Safari is 65,535. That is, the ushort to store (2 bytes 16 1). More is ignored.
The other browsers are at least Int. MaxValue. It is said that Firefox even uses long to maintain real parameters.
Other browsers may be int or maybe uint. This doesn't matter. After all we know the bottleneck in 65535.
Based on the above basis. You can consider using [].push.apply (a,b) instead of A=a.concat (b) when connecting arrays;
We just need to be aware that B's length cannot exceed 65535 for safari OK.
The problem with concat is to generate a new array and traverse A and B two arrays, and then put the elements a and b in turn.

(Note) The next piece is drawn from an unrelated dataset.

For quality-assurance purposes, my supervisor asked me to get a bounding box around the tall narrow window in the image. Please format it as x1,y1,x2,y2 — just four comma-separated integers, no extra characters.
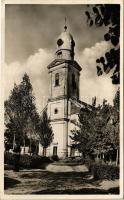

var count = 100000, a = [1,2,3], b = [4,5,6], r = [], I, D;
d = new Date;
for (i = count; i--;) {
A.concat (b);
}
R[0] = new date-d;
d = new Date;
for (i = count; i--;) {
R.push.apply (A,B);
A = [1,2,3];
}
R[1] = new date-d;
Alert (R);
It can be concluded that even the IE6 chrome2 Safari 3 Firefox 2, an old browser push, is also a triumph, with individual browsers removing //a = [1,2,3]; the annotation section. Efficiency is better than concat. Chrome7 Dev and Safari 5.